Un régime de famine : le plus souvent de l’agouma, bouillie de farine très claire, dont il faut se distendre l’estomac ; une heure après, la faim est là de nouveau. Particulièrement répugnante la soupe de marrons et de vieilles poires cuites à l’eau, où surnage une croûte d’asticots. Chaque semaine, on attend avec impatience les trois seuls repas mangeables : le hareng, la soupe aux peaux et aux œufs de morue, et les pommes de terre.
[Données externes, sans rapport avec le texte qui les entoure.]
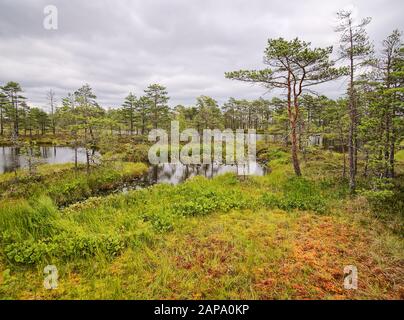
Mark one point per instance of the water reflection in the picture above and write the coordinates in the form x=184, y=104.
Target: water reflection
x=177, y=173
x=11, y=158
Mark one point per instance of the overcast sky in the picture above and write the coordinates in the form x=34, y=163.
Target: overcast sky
x=186, y=45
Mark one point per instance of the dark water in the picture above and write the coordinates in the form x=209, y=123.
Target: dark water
x=177, y=173
x=11, y=158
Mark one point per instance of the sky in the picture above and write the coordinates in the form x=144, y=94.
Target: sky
x=123, y=46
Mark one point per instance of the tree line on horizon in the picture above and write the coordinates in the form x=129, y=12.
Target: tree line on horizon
x=366, y=123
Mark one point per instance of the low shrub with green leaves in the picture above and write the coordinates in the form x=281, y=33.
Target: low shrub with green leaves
x=35, y=231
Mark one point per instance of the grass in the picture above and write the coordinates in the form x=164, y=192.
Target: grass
x=271, y=237
x=65, y=185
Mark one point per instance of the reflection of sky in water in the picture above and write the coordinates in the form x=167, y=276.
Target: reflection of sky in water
x=176, y=173
x=11, y=158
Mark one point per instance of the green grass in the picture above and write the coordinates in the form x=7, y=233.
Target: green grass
x=65, y=185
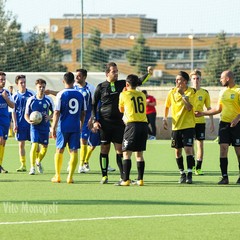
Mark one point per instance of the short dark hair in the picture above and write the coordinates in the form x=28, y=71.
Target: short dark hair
x=133, y=80
x=184, y=75
x=2, y=74
x=19, y=77
x=40, y=81
x=108, y=65
x=69, y=77
x=83, y=71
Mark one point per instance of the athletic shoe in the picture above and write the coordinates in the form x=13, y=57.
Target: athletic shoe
x=198, y=172
x=86, y=166
x=224, y=180
x=70, y=180
x=2, y=170
x=138, y=182
x=123, y=183
x=32, y=171
x=104, y=180
x=22, y=169
x=81, y=169
x=238, y=181
x=39, y=167
x=110, y=169
x=182, y=178
x=56, y=179
x=189, y=178
x=152, y=137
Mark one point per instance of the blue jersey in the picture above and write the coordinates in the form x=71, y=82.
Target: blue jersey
x=44, y=106
x=4, y=113
x=20, y=100
x=70, y=102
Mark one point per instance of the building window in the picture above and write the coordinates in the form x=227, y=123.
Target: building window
x=68, y=33
x=67, y=56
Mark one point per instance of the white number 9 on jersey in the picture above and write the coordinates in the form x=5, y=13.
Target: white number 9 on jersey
x=73, y=106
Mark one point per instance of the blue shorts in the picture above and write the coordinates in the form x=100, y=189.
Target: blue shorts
x=23, y=134
x=72, y=139
x=85, y=133
x=4, y=131
x=94, y=139
x=41, y=137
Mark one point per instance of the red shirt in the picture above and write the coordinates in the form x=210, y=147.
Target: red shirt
x=150, y=109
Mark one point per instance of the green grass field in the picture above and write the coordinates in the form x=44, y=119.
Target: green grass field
x=31, y=207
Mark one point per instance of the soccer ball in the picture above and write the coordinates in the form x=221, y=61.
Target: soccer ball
x=36, y=117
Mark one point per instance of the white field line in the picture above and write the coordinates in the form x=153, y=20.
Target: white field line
x=120, y=217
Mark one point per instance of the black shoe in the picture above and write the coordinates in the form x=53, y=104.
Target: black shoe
x=238, y=181
x=182, y=178
x=2, y=170
x=189, y=178
x=224, y=180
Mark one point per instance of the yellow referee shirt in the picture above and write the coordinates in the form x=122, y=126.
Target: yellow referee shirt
x=229, y=99
x=181, y=117
x=202, y=98
x=134, y=104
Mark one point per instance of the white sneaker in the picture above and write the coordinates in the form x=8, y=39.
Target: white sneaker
x=39, y=167
x=81, y=169
x=110, y=169
x=32, y=171
x=86, y=167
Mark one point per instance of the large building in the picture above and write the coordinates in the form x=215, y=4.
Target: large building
x=118, y=35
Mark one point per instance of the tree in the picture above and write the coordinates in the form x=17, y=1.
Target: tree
x=141, y=56
x=222, y=56
x=41, y=56
x=94, y=56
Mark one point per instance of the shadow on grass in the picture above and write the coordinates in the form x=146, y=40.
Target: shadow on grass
x=110, y=202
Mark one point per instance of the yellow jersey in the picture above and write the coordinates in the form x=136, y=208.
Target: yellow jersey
x=202, y=98
x=134, y=104
x=181, y=117
x=229, y=99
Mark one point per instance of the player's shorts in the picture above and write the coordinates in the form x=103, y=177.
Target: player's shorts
x=135, y=137
x=4, y=131
x=23, y=134
x=94, y=139
x=85, y=132
x=72, y=139
x=39, y=136
x=110, y=132
x=200, y=131
x=229, y=135
x=182, y=138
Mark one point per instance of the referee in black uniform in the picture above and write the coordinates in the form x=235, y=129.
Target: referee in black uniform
x=110, y=123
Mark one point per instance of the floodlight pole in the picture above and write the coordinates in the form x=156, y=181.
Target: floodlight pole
x=191, y=37
x=82, y=34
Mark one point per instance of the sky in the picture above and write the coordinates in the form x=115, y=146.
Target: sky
x=174, y=16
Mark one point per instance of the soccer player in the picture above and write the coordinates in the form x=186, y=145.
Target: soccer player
x=20, y=126
x=68, y=116
x=110, y=123
x=202, y=98
x=40, y=132
x=151, y=115
x=132, y=104
x=181, y=100
x=229, y=126
x=5, y=102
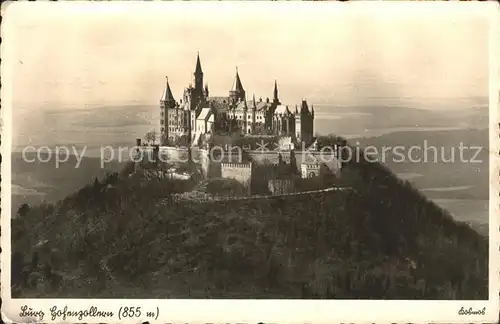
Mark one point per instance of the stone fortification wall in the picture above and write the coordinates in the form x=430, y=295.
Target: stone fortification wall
x=241, y=172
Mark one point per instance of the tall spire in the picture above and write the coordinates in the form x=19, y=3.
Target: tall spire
x=198, y=65
x=167, y=95
x=198, y=78
x=237, y=86
x=275, y=91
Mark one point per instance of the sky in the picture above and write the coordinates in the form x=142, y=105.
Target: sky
x=73, y=55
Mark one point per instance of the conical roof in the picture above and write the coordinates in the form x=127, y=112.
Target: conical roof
x=167, y=93
x=237, y=86
x=198, y=65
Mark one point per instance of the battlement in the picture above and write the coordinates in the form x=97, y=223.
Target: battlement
x=237, y=165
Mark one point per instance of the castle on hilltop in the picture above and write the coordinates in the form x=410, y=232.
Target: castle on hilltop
x=198, y=113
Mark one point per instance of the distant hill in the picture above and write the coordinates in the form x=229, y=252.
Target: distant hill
x=125, y=237
x=36, y=182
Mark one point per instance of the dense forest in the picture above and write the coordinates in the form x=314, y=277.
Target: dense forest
x=124, y=237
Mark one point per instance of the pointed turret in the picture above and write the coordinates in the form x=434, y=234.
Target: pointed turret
x=198, y=69
x=198, y=77
x=167, y=96
x=304, y=108
x=275, y=93
x=237, y=86
x=237, y=92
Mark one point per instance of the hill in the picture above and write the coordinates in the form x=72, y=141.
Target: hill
x=124, y=237
x=36, y=182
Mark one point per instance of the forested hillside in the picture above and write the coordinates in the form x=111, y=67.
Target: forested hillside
x=124, y=237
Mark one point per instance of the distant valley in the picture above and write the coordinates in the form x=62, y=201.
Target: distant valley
x=462, y=188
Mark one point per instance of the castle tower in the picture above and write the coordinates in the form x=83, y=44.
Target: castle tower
x=275, y=93
x=198, y=77
x=167, y=98
x=167, y=102
x=237, y=92
x=304, y=123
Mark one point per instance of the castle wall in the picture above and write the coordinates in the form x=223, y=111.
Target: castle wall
x=281, y=187
x=272, y=157
x=241, y=172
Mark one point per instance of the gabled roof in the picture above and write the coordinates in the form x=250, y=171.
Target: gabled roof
x=282, y=109
x=219, y=104
x=205, y=114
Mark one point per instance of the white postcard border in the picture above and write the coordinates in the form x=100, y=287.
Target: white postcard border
x=272, y=311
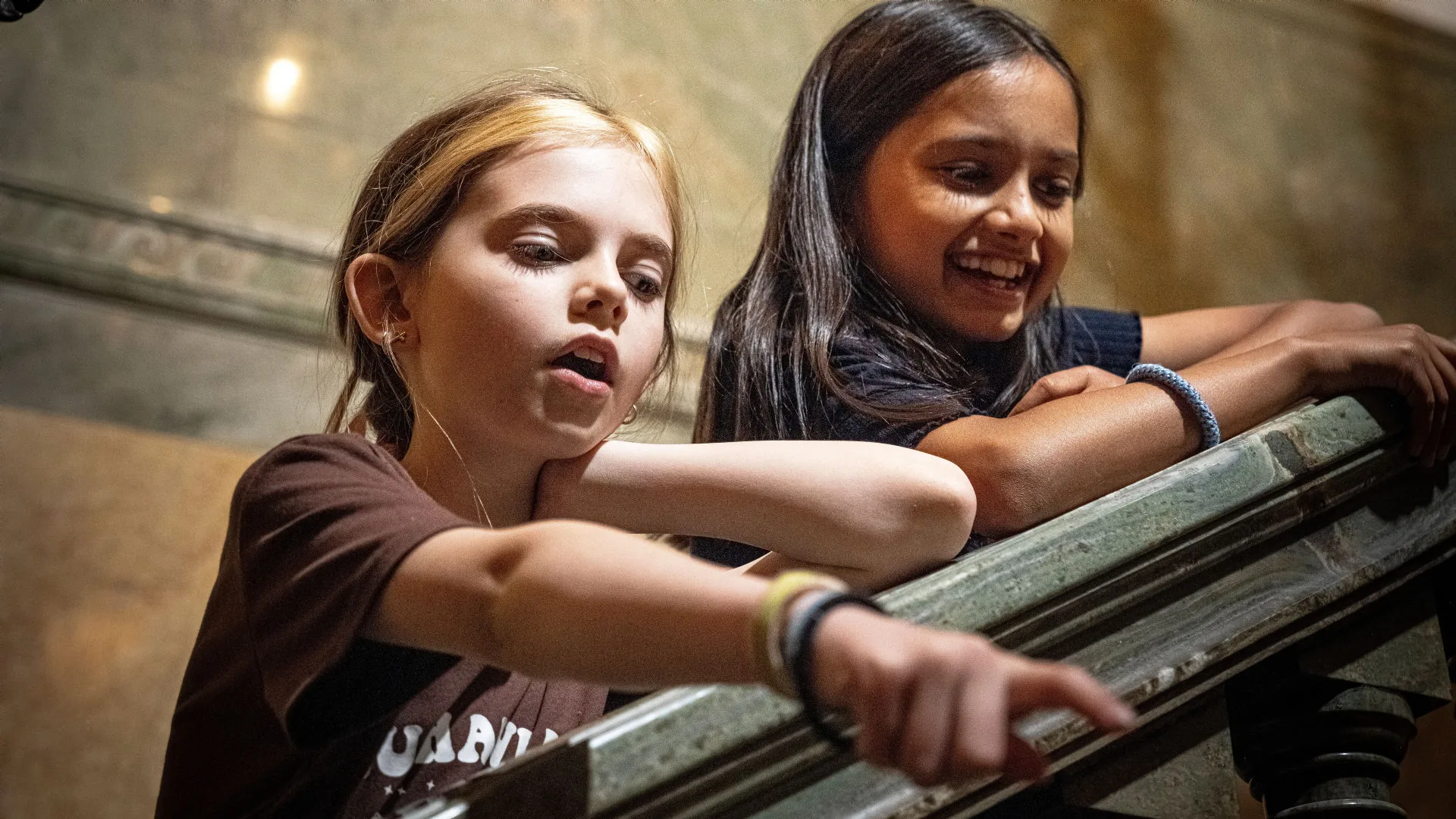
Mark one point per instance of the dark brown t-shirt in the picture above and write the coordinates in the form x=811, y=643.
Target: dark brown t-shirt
x=284, y=708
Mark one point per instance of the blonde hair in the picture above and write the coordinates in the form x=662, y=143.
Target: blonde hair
x=417, y=184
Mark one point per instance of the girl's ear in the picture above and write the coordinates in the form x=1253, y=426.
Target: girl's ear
x=376, y=289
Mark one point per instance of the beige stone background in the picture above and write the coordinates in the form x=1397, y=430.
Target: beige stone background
x=164, y=231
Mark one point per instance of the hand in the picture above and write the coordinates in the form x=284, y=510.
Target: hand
x=1066, y=382
x=1419, y=365
x=940, y=704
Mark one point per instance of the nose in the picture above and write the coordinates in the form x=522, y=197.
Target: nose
x=1014, y=213
x=599, y=295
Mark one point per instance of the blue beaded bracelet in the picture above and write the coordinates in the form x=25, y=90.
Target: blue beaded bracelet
x=1184, y=392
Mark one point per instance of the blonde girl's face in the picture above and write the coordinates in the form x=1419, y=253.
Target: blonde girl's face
x=541, y=311
x=965, y=206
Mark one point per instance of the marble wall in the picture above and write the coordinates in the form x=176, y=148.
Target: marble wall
x=166, y=221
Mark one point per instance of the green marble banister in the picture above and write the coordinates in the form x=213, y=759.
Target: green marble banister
x=1234, y=551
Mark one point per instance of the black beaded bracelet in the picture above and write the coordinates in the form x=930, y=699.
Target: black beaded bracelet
x=799, y=651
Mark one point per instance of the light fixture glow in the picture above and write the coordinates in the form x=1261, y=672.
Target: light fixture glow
x=281, y=82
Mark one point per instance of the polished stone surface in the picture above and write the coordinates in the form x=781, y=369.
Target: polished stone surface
x=1212, y=620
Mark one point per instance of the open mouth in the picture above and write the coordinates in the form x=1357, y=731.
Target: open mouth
x=585, y=363
x=1002, y=275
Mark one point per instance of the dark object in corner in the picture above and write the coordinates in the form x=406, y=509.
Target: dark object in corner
x=12, y=11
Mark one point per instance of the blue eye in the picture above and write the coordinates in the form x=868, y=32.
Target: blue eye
x=535, y=254
x=644, y=286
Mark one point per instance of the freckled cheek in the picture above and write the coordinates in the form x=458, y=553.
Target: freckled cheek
x=638, y=354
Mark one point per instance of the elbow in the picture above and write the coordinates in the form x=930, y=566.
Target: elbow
x=1006, y=485
x=944, y=513
x=934, y=519
x=1324, y=316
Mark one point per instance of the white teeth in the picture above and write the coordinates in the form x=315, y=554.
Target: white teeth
x=1001, y=268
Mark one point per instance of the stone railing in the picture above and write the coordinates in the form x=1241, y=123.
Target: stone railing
x=1270, y=607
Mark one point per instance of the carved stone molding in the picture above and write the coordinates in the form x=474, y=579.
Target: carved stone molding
x=191, y=265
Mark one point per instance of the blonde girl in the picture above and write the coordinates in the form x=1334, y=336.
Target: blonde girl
x=402, y=610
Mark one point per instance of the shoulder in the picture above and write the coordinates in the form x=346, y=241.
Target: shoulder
x=1111, y=340
x=322, y=453
x=309, y=472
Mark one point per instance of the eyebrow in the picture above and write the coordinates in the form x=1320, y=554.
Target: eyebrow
x=993, y=143
x=555, y=215
x=548, y=213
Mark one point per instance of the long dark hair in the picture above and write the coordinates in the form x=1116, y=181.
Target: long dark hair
x=769, y=372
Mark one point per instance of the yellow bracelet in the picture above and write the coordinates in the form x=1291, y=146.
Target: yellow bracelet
x=767, y=626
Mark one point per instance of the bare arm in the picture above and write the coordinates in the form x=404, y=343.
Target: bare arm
x=871, y=513
x=568, y=599
x=1184, y=338
x=1062, y=453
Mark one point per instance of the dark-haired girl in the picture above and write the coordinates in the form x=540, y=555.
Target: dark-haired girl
x=906, y=289
x=400, y=610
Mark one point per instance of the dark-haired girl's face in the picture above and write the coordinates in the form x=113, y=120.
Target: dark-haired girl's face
x=965, y=206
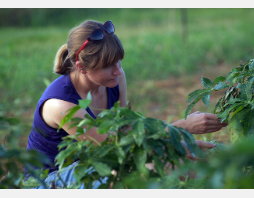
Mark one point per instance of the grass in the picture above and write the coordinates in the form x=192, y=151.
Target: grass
x=154, y=50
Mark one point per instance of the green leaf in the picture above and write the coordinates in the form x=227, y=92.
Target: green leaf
x=238, y=109
x=126, y=140
x=104, y=150
x=80, y=130
x=129, y=114
x=147, y=147
x=140, y=157
x=138, y=132
x=85, y=122
x=84, y=103
x=225, y=114
x=246, y=92
x=159, y=165
x=240, y=114
x=218, y=79
x=117, y=105
x=89, y=96
x=251, y=65
x=206, y=99
x=196, y=94
x=191, y=144
x=118, y=185
x=154, y=125
x=188, y=110
x=102, y=169
x=68, y=117
x=250, y=81
x=176, y=140
x=105, y=126
x=206, y=82
x=157, y=146
x=120, y=153
x=248, y=123
x=221, y=85
x=218, y=104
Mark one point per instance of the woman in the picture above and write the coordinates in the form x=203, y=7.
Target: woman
x=90, y=62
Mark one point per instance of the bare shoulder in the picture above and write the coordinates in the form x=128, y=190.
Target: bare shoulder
x=54, y=110
x=122, y=90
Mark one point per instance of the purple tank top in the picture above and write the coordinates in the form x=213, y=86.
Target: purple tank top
x=44, y=138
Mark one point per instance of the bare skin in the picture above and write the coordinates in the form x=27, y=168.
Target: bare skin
x=85, y=81
x=95, y=81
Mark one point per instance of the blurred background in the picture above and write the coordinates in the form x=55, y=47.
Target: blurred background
x=166, y=53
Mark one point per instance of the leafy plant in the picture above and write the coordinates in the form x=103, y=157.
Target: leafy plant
x=121, y=158
x=13, y=159
x=237, y=105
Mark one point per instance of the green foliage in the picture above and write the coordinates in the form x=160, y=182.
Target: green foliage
x=122, y=157
x=237, y=105
x=13, y=159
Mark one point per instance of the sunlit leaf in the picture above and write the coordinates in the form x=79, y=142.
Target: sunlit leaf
x=69, y=116
x=206, y=99
x=206, y=82
x=176, y=140
x=84, y=103
x=218, y=79
x=104, y=127
x=126, y=140
x=102, y=169
x=158, y=165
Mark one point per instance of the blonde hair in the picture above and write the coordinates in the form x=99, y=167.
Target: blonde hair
x=94, y=55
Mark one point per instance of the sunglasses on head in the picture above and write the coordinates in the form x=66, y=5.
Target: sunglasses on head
x=97, y=35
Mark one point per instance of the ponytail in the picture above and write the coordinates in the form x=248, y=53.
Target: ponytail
x=62, y=63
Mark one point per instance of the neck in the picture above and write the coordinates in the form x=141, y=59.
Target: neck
x=83, y=85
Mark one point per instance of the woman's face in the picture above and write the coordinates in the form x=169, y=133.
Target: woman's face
x=107, y=77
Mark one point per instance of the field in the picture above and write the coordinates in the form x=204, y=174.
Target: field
x=165, y=56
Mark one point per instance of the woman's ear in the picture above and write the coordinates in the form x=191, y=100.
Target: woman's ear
x=79, y=67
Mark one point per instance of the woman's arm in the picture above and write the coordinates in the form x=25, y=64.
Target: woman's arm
x=53, y=112
x=122, y=90
x=200, y=123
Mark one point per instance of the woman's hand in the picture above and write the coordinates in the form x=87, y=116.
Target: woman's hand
x=200, y=123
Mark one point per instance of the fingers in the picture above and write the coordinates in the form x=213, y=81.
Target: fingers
x=202, y=144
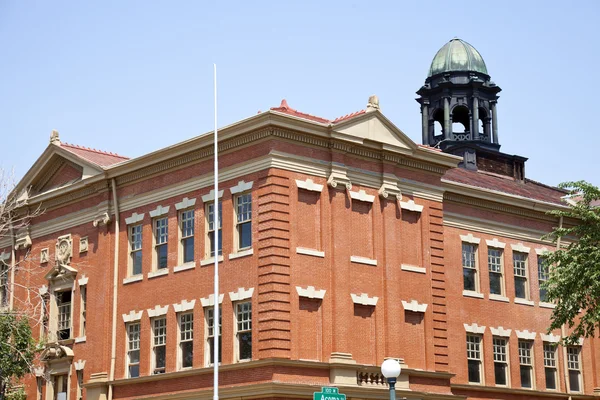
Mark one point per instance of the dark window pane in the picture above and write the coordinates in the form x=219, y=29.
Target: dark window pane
x=469, y=278
x=474, y=376
x=500, y=373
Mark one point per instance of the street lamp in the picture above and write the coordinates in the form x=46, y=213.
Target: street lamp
x=391, y=370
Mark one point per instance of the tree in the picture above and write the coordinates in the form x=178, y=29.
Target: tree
x=574, y=281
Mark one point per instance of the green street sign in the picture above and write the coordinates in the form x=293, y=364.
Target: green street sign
x=328, y=393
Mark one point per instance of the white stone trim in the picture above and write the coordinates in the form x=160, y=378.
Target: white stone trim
x=79, y=365
x=240, y=254
x=363, y=260
x=211, y=196
x=364, y=299
x=474, y=328
x=361, y=195
x=550, y=338
x=133, y=316
x=525, y=334
x=185, y=203
x=134, y=218
x=159, y=211
x=495, y=243
x=524, y=302
x=414, y=306
x=308, y=184
x=470, y=239
x=413, y=268
x=411, y=206
x=500, y=331
x=241, y=294
x=184, y=267
x=158, y=311
x=131, y=279
x=209, y=261
x=242, y=186
x=184, y=305
x=470, y=293
x=210, y=300
x=310, y=292
x=520, y=248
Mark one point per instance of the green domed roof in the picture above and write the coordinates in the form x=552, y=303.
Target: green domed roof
x=457, y=55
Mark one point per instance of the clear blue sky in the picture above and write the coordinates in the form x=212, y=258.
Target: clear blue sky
x=134, y=76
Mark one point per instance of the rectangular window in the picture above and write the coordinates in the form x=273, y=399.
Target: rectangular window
x=187, y=235
x=495, y=268
x=159, y=350
x=525, y=363
x=500, y=361
x=469, y=252
x=244, y=330
x=133, y=350
x=520, y=269
x=161, y=237
x=543, y=275
x=186, y=339
x=63, y=303
x=574, y=367
x=474, y=358
x=550, y=365
x=135, y=242
x=210, y=334
x=244, y=221
x=210, y=222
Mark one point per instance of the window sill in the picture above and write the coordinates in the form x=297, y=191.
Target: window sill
x=470, y=293
x=413, y=268
x=209, y=261
x=241, y=253
x=186, y=266
x=363, y=260
x=497, y=297
x=310, y=252
x=524, y=302
x=131, y=279
x=160, y=272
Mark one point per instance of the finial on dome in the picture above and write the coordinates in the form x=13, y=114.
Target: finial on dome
x=373, y=103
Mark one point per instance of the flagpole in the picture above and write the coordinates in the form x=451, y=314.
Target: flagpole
x=216, y=327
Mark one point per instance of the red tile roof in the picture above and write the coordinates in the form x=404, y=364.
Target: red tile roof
x=98, y=157
x=529, y=189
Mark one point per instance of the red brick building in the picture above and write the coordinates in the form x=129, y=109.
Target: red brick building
x=343, y=243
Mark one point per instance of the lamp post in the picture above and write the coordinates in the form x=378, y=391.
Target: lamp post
x=391, y=370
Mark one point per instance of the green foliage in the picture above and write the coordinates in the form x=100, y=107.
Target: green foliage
x=574, y=281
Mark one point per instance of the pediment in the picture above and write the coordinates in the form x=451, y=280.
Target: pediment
x=374, y=127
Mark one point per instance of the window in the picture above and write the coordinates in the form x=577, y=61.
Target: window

Mais alors la quantité diminue et les portions sont absolument insuffisantes.

Dans les baraques où nous rentrons le soir, nous sommes entassés à raison de deux cents hommes. Une seule paroi de planches disjointes, qui laisse passer la bise nocturne. Les systèmes de bas-flancs sont à trois étages, — en bas, à même le plancher, puis 1er et 2e étages, où il faut grimper comme un singe le long de poutrelles branlantes. Les places sont si exiguës qu’on se trouve flanc à flanc, et le plafond est si bas qu’on ne peut même s’asseoir. Peu de fenêtres, aucun système d’éclairage, une obscurité complète. Le sable, la vase séchée filtrent de toutes parts ; on vit dans une poussière rousse et malsaine qui vous déchire la poitrine : nous toussons sans répit.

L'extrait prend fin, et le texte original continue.